State With Highest Minimum Wage May Raise It Even Higher

Washington state, which already has the nation's highest minimum wage, is considering raising it even higher.

Democratic state lawmakers are advancing a bill that would hike the wage floor to $12 per hour over four years. The state House on Tuesday approved the legislation 51-46 to increase the hourly minimum wage from the current $9.47 to $12 by 2019. Only Democrats voted in favor of the legislation.

Washington is one of 29 states and a growing number of cities with minimum wage rates higher than the federal base of $7.25.

In 2014, voters in historically red Alaska, Arkansas, Nebraska and South Dakota approved minimum wage raises. Voters in San Francisco, with one of the highest minimum wages in the nation, passed a proposition to increase the wage floor to $15 by 2018, following a similar move by Seattle. The minimum wage in Oakland, California, jumped this week to $12.75 from $9.

Workers in Ohio are rallying for a state increase to $10.10 an hour. Maine lawmakers have submitted eight bills proposing a minimum wage hike. And workers in Hartford, Connecticut, are calling for a raise to the tipped minimum wage there.

Washington House Democrats, according to The Spokesman-Review, said increased wages would give minimum-wage workers a chance to pull themselves out of poverty while boosting to the state economy.

“This really is about strengthening the middle class,” said House Majority Leader Pat Sullivan (D). “It’s about making our communities stronger.”

Rep. Matt Manweller (R), the assistant minority floor leader, focused on supply and demand during a House floor debate that lasted almost two hours. He argued that employers will cut jobs if wages rise.

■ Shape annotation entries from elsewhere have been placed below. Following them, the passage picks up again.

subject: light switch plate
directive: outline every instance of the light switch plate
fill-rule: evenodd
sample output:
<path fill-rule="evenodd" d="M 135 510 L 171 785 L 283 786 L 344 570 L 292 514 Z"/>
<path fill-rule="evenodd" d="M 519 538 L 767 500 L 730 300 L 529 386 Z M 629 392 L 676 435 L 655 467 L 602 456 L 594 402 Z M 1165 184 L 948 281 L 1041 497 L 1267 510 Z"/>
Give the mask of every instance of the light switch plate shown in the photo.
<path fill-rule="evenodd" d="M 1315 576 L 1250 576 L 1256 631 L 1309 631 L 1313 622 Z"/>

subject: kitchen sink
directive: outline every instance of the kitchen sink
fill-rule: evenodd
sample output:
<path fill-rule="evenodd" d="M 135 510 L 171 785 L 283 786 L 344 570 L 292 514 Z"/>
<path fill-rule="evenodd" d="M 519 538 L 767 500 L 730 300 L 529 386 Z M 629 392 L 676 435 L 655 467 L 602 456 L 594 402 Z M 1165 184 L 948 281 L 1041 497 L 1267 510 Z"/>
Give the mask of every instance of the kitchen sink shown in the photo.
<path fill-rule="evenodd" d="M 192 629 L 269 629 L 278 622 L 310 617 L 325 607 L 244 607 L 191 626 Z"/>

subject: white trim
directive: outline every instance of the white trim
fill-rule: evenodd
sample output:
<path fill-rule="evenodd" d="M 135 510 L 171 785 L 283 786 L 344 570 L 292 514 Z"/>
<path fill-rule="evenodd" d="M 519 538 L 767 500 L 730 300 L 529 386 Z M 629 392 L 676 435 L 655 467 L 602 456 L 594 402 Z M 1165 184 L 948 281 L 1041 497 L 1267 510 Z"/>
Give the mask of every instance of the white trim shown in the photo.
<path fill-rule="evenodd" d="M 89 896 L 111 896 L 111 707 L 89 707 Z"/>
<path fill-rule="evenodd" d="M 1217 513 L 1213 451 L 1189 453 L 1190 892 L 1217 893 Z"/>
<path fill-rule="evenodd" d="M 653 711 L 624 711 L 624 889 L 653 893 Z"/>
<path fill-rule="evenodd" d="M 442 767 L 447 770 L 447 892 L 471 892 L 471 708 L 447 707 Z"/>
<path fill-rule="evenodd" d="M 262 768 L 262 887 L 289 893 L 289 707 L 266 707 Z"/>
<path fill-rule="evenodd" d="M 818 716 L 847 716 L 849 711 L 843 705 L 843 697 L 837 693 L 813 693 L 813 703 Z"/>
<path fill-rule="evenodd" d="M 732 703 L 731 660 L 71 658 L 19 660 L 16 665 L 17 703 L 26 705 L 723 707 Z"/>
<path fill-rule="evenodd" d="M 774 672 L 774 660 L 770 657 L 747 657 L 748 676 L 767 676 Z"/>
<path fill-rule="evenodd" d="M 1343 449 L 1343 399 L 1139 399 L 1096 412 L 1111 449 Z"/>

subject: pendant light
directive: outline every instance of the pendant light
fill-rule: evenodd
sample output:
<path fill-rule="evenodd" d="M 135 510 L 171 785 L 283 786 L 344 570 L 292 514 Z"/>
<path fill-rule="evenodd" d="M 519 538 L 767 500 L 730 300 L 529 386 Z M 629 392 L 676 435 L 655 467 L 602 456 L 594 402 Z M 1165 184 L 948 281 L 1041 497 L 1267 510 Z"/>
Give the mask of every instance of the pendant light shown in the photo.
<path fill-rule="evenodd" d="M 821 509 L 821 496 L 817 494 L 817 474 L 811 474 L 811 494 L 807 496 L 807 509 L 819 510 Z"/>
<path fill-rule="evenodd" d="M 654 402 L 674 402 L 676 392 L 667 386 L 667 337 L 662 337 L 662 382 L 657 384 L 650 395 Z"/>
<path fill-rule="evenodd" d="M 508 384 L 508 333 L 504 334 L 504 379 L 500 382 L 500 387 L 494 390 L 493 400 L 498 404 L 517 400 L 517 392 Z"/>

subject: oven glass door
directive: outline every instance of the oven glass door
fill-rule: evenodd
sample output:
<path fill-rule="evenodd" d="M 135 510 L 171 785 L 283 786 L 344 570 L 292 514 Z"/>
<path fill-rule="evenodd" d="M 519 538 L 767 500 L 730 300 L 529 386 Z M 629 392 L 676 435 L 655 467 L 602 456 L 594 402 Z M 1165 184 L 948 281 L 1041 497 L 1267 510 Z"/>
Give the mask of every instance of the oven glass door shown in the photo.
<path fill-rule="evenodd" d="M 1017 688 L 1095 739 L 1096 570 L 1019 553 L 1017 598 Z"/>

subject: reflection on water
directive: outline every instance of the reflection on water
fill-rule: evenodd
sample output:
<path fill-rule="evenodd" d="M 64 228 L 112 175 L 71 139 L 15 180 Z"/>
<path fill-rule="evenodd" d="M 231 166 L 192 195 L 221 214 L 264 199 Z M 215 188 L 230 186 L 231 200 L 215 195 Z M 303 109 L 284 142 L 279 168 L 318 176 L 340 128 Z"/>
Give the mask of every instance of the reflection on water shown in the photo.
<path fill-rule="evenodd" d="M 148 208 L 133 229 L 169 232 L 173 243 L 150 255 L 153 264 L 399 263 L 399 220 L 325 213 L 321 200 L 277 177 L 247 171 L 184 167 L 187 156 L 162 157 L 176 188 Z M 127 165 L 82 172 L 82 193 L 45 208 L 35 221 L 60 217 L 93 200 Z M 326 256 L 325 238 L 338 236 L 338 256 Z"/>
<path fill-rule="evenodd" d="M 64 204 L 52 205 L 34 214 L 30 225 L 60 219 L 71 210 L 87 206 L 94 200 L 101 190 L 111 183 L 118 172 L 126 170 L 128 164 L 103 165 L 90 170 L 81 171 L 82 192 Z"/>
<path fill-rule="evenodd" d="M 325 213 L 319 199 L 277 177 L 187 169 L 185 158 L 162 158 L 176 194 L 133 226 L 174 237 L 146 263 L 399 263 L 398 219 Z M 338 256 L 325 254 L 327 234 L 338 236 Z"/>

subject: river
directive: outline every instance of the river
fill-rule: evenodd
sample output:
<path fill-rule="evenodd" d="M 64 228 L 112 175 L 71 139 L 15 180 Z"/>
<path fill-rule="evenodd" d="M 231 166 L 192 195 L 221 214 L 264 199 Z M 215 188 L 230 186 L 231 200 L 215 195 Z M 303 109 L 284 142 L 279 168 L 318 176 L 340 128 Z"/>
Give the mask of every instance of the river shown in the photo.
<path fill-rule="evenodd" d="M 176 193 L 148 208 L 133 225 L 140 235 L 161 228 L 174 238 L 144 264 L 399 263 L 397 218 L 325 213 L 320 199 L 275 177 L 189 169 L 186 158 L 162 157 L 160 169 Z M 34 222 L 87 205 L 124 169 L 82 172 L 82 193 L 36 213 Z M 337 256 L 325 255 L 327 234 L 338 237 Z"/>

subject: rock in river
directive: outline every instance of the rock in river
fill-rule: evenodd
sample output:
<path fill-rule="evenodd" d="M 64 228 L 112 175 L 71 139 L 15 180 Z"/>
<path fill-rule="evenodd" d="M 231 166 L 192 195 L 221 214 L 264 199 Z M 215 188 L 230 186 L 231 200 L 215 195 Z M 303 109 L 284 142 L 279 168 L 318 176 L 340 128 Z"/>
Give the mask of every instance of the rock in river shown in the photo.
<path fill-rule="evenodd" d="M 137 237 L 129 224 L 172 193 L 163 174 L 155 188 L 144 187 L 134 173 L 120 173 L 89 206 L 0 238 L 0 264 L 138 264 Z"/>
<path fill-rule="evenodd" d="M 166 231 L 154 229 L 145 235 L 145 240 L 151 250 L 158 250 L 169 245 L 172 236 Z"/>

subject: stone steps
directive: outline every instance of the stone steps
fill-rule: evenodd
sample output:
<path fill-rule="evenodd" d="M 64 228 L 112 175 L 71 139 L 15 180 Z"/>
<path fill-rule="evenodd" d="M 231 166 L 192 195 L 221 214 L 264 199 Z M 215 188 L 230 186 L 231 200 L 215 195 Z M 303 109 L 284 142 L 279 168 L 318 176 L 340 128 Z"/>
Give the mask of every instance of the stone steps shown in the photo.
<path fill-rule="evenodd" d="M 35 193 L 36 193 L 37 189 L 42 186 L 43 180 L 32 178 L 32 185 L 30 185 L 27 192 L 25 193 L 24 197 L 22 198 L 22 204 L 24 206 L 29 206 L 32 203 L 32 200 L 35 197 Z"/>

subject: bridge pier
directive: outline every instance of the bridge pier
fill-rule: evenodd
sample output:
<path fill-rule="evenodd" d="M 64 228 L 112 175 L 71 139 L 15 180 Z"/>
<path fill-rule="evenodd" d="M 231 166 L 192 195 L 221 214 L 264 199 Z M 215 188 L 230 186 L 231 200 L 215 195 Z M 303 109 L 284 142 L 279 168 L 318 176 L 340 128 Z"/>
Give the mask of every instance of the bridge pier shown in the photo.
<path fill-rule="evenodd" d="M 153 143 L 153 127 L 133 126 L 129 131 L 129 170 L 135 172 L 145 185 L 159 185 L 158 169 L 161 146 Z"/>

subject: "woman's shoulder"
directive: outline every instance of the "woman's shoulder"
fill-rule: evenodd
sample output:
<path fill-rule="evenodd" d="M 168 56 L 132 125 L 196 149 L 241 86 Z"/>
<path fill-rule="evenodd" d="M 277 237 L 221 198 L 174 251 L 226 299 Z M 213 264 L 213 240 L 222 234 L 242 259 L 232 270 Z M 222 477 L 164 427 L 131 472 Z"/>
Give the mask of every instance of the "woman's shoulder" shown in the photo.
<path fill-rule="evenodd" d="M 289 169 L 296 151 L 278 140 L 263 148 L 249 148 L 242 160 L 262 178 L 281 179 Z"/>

“If the price of labor goes up, I’ve been told repeatedly today that people will buy just as much of it,” Manweller said. “Or is it, Mr. Speaker, that labor stands alone as the only good on the planet that is absolutely inelastic? Because that’s what I’ve heard today -- you can raise the price of labor and people will hire the same amount. Well, if that’s the case Mr. Speaker, let’s raise the minimum wage to 50 bucks.”

Most polls show the public supports a higher minimum wage.

Working Washington, an advocacy group, posted a video earlier this week of low-income workers from Manweller’s district responding to comments the representative has made on minimum wage in the past, according to The Daily Record.

“Representatives like Matt Manweller of Ellensburg may rant in nonsensical disagreement over the value of higher pay, but his constituents in Ellensburg and people across Washington state and across the country know that higher pay is good for workers, good for communities, and good for the whole economy,” the group said in press release. “That's why a $15 minimum wage wins support from 63% of voters nationally.”

Under the Democratic proposal, the minimum wage in Washington would rise to $10 in 2016, $10.50 in 2017, $11 in 2018 and $12 in 2019. It would increase with inflation after that.